6月17日、ウクライナ上空でマレーシア航空機が撃墜されたことについていくつか懸念されることがある。

第1に、事実関係の究明である。マレーシア機を撃墜したのはロシア製のミサイル「ブク」(S11)、その操作は高度な技術が必要、ミサイルはウクライナ領内から発射された、「ブク」がウクライナからロシア領へ運び出された、ロシアはそれを否定した、など基本的なことについて事実確認が必要であるが、これがスムーズに運ぶか。

墜落現場での調査が妨害なく行われるか。すでに、OSCE(欧州安全保障協力機構)の調査団が現地入りしたが、親ロシア派の兵士に止められ、退去せざるをえなかった。兵士は遺体の収容・移動を始めている。ウクライナ政府はハリコフに遺体の安置のためセンターを設置し、列車で300キロ移送する計画である。このセンターは受け入れも行なう。これらのことを含め現地での緊急措置と調査のために必要な現状の保存をどうするか。ウクライナ政府、OSCE、EUなどは目下対応を協議しているだろうが、どうなるか。

ロシアは国際的に批判的な目で見られている。今回の撃墜事件以前からロシアは親ロシア派に有形・無形の支援をしており、それをやめるべきだという圧力を受けていた。米欧とロシアの間には政治的な要素、白黒で判定できない要素もあろうが、ロシアが対応を迫られることが多いのは否定できない。ロシアは10項目の質問状をウクライナに出したそうだが、それは物事を進めるうえで有効か分からない。プーチン大統領は事件後対話の再開を呼びかけたそうだが、対話はウクライナ政府が呼びかけ、親ロシア派から対応がないままになっているのではないか。
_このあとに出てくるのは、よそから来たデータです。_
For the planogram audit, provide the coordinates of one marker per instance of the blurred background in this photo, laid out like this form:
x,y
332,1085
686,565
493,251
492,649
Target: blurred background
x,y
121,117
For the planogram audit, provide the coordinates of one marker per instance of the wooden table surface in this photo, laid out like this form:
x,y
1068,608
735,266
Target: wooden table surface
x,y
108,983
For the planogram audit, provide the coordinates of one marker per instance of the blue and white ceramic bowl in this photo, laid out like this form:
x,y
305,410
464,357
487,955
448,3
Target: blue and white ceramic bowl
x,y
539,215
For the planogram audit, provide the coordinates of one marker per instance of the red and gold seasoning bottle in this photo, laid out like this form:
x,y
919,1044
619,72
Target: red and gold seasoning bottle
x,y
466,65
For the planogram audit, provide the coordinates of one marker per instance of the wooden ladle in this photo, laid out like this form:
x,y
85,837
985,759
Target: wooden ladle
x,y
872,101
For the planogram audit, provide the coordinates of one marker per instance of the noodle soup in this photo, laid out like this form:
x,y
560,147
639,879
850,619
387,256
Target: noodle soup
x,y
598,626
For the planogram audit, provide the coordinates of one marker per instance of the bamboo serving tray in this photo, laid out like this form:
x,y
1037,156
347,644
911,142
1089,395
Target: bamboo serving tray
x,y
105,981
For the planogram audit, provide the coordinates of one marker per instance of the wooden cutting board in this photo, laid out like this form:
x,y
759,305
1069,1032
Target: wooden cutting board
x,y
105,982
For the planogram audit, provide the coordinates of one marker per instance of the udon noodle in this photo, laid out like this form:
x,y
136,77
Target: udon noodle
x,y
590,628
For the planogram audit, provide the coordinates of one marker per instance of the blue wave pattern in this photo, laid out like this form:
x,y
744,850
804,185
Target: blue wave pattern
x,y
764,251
このような経緯はともかく、ロシアの言うように対話を再開するのも一案かもしれないが、その後の展開はどうなるか分からない。

ロシアが親ロシア派の扱いに手を焼いている可能性もあるが、「ロシアは公正な立場、親ロシア派は血縁関係を頼りにわがままを言い放題」という可能性は低い。ロシアはやはり力に頼って紛争を有利に導こうとする傾向が強いのではないか。ウクライナの国境付近にロシア軍を展開させていたことに関しても、国家の内部でどこに軍を置こうと主権の問題であり、外国からとやかく言われる筋合いのことではないという考えがロシアの内部にあった。エネルギーの代価を支払わないのはウクライナが悪いのは間違いないが、だからと言ってそれを止めてしまうのは人道上の観点からも問題である。

ロシアに対する風当たりは確実に強くなっている。米欧は制裁を強化する方針だし、11月にオーストラリアで開催予定のG20にも予定を変えて招待すべきでないという声が上がっている。このような国際社会の流れをロシアはどのように読み、どのように対応しようとしているのか。まさか冷戦時代と同じように、西側と対抗するのに力に頼るのが上策と考えているとは思いたくないが、ロシアから出てくる反応は、根拠を示せないままウクライナや西側を非難することが多いのではないか。

中国はウクライナ問題ではロシアと立場を異にしているが、それでもロシアをできる限り応援しようとしている。中国もまた力に頼る傾向があるが、政治的にはロシアよりはるかに巧妙である。経済的にも、ロシアのように資源依存傾向の強い経済でなく、多彩である。BRICsは最近開発銀行を設立することに合意した。その際も中国の積極的な振る舞いに比べ、ロシアの影は薄かったのではないか。